Krauss H, Schiefer H G, Weidner W, Arens M, Ebner H
Zentralbl Bakteriol Mikrobiol Hyg A Med Mikrobiol Infekt Parasitol. 1983 Jul;254(4):545-51.
Chlamydia (C.) trachomatis was isolated in McCoy cell cultures from urethral swabs after prostatic massage, of 43 out of 233 patients (18.5%) with symptoms of "abacterial" prostatitis, but also from 5 out of 65 control persons (7.7%). Numbers of granulocytes in sediments of cytocentrifuged urine voided after prostatic massage were normal (less than or equal to 2, magn. 400 X) in all 65 control persons, but were increased in 26 out of 43 patients with symptoms of "abacterial" prostatitis (greater than or equal to 4, magn. 400 X).

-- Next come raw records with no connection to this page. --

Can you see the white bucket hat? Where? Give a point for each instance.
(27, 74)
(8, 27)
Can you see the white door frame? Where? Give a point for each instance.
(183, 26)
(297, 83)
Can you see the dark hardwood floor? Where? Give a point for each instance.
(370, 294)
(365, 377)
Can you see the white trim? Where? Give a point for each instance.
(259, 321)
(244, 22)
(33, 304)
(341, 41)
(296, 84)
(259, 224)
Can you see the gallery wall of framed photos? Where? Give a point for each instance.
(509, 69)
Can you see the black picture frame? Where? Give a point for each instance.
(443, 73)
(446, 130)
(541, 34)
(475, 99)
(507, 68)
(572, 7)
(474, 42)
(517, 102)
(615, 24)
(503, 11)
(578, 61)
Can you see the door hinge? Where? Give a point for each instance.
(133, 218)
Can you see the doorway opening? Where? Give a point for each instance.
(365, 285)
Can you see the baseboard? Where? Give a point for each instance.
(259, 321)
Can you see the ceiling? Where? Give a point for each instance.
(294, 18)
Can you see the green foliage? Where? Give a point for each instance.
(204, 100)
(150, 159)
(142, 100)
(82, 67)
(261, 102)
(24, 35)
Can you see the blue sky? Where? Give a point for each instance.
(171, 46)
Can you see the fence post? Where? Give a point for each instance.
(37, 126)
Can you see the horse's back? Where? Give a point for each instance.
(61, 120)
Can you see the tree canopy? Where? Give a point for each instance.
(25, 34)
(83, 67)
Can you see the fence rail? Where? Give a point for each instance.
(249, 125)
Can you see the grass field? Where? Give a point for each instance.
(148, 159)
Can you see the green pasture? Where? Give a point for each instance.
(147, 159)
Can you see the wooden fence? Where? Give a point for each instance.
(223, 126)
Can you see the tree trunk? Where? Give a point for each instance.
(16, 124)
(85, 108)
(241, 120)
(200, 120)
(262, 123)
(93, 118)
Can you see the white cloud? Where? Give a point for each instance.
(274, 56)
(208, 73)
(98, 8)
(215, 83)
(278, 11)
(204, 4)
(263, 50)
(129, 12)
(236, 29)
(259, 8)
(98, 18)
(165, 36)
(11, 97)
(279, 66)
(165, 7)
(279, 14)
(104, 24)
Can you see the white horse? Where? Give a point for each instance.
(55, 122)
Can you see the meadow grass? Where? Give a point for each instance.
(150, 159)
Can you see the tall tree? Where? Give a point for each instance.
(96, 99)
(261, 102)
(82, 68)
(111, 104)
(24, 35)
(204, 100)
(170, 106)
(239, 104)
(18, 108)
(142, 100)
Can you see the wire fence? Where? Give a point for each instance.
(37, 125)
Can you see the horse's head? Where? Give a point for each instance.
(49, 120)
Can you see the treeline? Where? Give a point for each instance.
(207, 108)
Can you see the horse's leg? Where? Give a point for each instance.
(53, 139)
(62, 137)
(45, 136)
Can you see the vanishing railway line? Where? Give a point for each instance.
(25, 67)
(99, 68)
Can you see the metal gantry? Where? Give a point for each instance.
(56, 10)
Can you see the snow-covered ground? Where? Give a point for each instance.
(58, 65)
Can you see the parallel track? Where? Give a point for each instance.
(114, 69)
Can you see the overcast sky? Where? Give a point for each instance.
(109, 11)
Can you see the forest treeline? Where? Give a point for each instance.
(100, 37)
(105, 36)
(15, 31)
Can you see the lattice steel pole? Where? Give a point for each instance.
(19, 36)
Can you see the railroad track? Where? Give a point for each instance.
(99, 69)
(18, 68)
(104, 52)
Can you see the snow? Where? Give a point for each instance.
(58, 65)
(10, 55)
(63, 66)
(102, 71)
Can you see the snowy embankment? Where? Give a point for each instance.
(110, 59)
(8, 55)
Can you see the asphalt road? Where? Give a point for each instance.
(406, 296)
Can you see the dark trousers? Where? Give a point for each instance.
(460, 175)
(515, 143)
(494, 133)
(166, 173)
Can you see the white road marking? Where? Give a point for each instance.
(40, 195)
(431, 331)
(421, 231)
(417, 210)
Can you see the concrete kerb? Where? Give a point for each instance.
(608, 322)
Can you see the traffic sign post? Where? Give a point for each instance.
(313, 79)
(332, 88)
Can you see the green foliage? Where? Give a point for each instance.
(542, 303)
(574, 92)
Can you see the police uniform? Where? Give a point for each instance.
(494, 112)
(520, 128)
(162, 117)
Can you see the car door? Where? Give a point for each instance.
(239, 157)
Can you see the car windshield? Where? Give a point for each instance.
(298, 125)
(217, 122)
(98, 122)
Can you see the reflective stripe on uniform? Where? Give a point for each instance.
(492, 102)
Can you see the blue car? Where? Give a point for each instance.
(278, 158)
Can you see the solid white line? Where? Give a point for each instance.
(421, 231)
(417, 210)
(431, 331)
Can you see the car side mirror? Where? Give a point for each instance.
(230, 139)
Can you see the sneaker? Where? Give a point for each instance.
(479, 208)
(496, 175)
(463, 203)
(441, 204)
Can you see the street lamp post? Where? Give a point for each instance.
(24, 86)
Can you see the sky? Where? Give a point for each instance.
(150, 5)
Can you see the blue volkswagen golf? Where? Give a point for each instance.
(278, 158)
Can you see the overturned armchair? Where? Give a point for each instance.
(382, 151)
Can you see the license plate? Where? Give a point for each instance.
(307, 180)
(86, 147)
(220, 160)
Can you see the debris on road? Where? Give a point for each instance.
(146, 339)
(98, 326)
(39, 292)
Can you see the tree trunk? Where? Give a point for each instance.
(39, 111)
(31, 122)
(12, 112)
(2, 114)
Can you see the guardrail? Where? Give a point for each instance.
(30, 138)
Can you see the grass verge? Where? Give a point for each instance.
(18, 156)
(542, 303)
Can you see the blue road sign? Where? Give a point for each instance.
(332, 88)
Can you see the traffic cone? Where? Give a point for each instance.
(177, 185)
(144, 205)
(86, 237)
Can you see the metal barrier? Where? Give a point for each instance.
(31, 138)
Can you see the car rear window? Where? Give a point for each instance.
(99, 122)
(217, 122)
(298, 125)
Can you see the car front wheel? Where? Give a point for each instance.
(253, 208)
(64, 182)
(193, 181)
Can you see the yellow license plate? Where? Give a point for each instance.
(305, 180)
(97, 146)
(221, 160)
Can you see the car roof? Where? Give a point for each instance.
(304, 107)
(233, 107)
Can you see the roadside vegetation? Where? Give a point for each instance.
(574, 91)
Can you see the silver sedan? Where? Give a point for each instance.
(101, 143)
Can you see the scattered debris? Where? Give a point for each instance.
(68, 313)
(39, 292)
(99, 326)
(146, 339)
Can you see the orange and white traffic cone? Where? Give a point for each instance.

Using an (H + L) chain specific anti-IgG FITC conjugate, microimmunofluorescence tests for detection of antibodies against C. trachomatis could be performed with the sera of all 65 control persons and with those of 37 out of the 43 patients. All control persons, even those five with positive C. trachomatis culture, were serologically negative (titer less than 1:8), while in 13 out of 15 C. trachomatis positive patients with a definitive diagnosis of "abacterial" prostatitis, humoral antibodies with titers of greater than or equal to 1:8, predominantly against serotypes I, J, E, and G, were detected. Serological results correlated well with granulocyte counts in urines after prostatic massage. Patients with symptoms of "abacterial" prostatitis with normal granulocyte counts (less than or equal to 2) and negative serology (titer less than 1:8) were considered suffering from "prostatodynia".